Good try Mickey, Last week we trolled most of the way from the rigs back to Destin and only had one white bite. I really thought we would put a wahoo or two in the boat but it was not to be. We did get 3 dolphin and a blue at the rigs. Looks like the fishing is better West. Plus all the yellowfins you want. I fished 5 days last week and the fishing was way better down west.


----------



## MSViking (Oct 11, 2007)

The season def. has an ending and maybe you have found it, but it still feels good to be out there when the sun is shining and the seas are calm. Glad you were able to get out.


----------



## Captain Mickey O'Reilly (Dec 18, 2008)

Capt. Delynn said:


> Good try Mickey, Last week we trolled most of the way from the rigs back to Destin and only had one white bite.
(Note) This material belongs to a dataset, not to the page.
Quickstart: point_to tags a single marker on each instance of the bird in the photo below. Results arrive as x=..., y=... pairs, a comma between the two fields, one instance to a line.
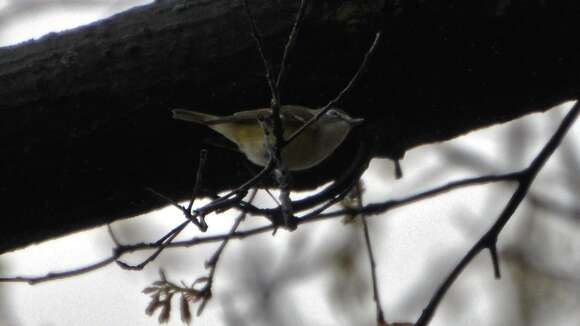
x=246, y=129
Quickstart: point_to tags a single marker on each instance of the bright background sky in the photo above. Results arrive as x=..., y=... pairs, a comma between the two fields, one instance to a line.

I really thought we would put a wahoo or two in the boat but it was not to be. We did get 3 dolphin and a blue at the rigs. Looks like the fishing is better West. Plus all the yellowfins you want. I fished 5 days last week and the fishing was way better down west.


Gonna hit the rigs shortly Delynn just a matter of the right weather window. There are fish to be had, just a matter of getting a bait in front of em!

Robert I think you may have a point about the season winding down, but hey it is worth it to just enjoy being out there, like you said.


----------



## Okuma (Jun 25, 2011)

A bad day of fishing beats any day of work! Thanks for the report!


----------



## sniperpeeps (Mar 5, 2011)

Have had plenty of those days but you have to be out there to get a bite! I have to get out there soon I need some hoo for the freezer.


----------



## panhandlephinsphan (Aug 25, 2008)

I'm not familiar with the 131? ANy idea on numbers/description? 

Thanks,

Pan


----------